Devant ces défis, il est évident que la réussite du développement du Port de Kribi ne dépendra pas seulement de l’infrastructure elle-même, mais aussi de la capacité des différents acteurs — qu’ils soient publics, privés, portuaires ou industriels — à adopter une approche de transformation systémique. Cela implique non seulement d’améliorer les connexions physiques, de moderniser les procédures et de gérer efficacement les flux, mais aussi de favoriser une culture industrielle basée sur l’anticipation, la réactivité et l’intégration logistique. À partir de cette perspective, il convient de formuler des recommandations stratégiques pour le secteur industriel, afin de concrétiser le potentiel logistique de Kribi en avantage compétitif concret et durable pour l’économie nationale.
4. Recommandations stratégiques à l’attention des industriels
Pour tirer pleinement parti de l’essor du Port de Kribi et transformer cette avancée logistique en levier de compétitivité, les industriels camerounais sont appelés à adopter une posture résolument proactive, structurée autour des axes suivants :
- Repositionner les stratégies logistiques et commerciales autour de Kribi (au moins en partie) :
Les industriels doivent considérer Kribi non seulement comme un point d’embarquement, mais comme un pivot de leur organisation logistique, en adaptant leurs circuits d’exportation, leurs points de regroupement de marchandises et leurs stratégies d’approvisionnement. Cela peut impliquer de nouer des partenariats avec les opérateurs logistiques présents sur le site et d’explorer les avantages comparatifs de Kribi sur les lignes intercontinentales.
- Renforcer les chaînes d’approvisionnement intégrées et rationalisées :
Il s’agit de bâtir des systèmes logistiques plus agiles et interconnectés, en investissant dans la gestion numérique des flux (ERP, traçabilité, systèmes de prévision), en externalisant les fonctions logistiques spécialisées, et en optimisant la coordination entre production, transport et distribution.
- Participer à la structuration de zones logistiques et industrielles proches du port :
En intégrant ou en soutenant le développement de la Zone Industrielle Intégrée du Port de Kribi (ZIIPK), les industriels peuvent bénéficier de synergies fortes (mutualisation d’équipements, réduction des temps de transit, fiscalité incitative) et s’ancrer dans une dynamique de spécialisation territoriale tournée vers l’export.
- Accélérer la montée en compétences dans les métiers logistiques et portuaires :
La maîtrise des nouveaux standards du commerce international suppose des profils qualifiés dans la gestion de la chaîne logistique, les opérations portuaires, la documentation commerciale, et la négociation de fret. Il convient donc de renforcer la formation continue, en lien avec les universités, centres de formation spécialisés, ou cabinets privés.
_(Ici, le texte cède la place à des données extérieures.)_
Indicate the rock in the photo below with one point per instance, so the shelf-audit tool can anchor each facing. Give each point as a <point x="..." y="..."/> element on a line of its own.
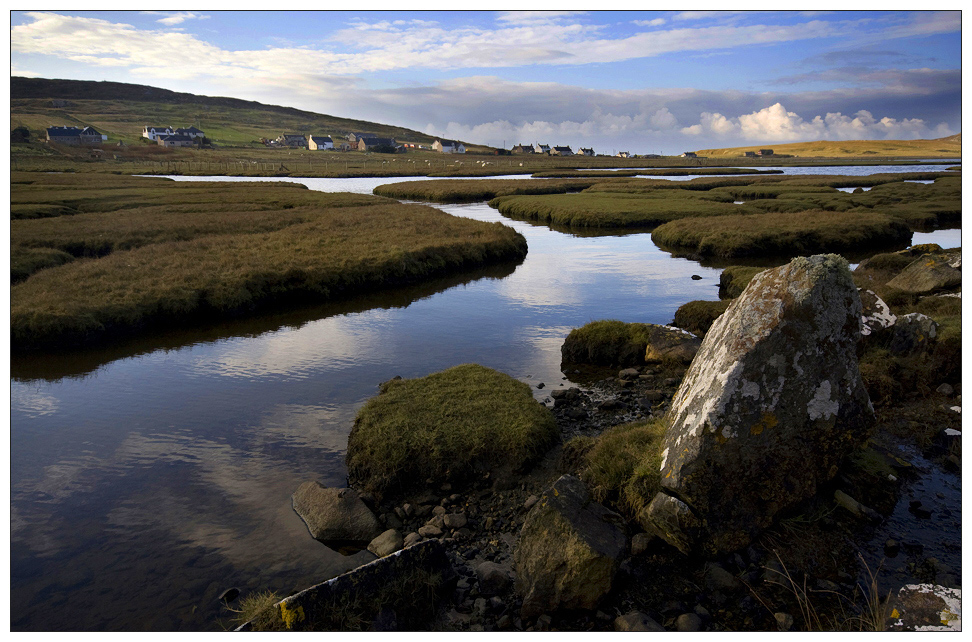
<point x="387" y="543"/>
<point x="454" y="520"/>
<point x="335" y="514"/>
<point x="927" y="274"/>
<point x="493" y="578"/>
<point x="771" y="404"/>
<point x="719" y="579"/>
<point x="412" y="539"/>
<point x="639" y="543"/>
<point x="876" y="316"/>
<point x="568" y="552"/>
<point x="945" y="389"/>
<point x="688" y="623"/>
<point x="913" y="333"/>
<point x="637" y="621"/>
<point x="666" y="342"/>
<point x="925" y="607"/>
- S’engager dans le dialogue public-privé pour influencer les politiques logistiques :
Comme observé, des défis importants restent à lever pour transformer l’essai. Il est essentiel que les industriels s’impliquent plus activement et soutiennent les actions de plaidoyer de leur syndicat (Syndustricam) et participent aux cadres de concertation avec les Autorités portuaires, douanières et gouvernementales. Cette implication permettra de faire remonter les contraintes terrain, de co-construire des solutions et d’ancrer les réformes logistiques dans une logique de compétitivité réelle.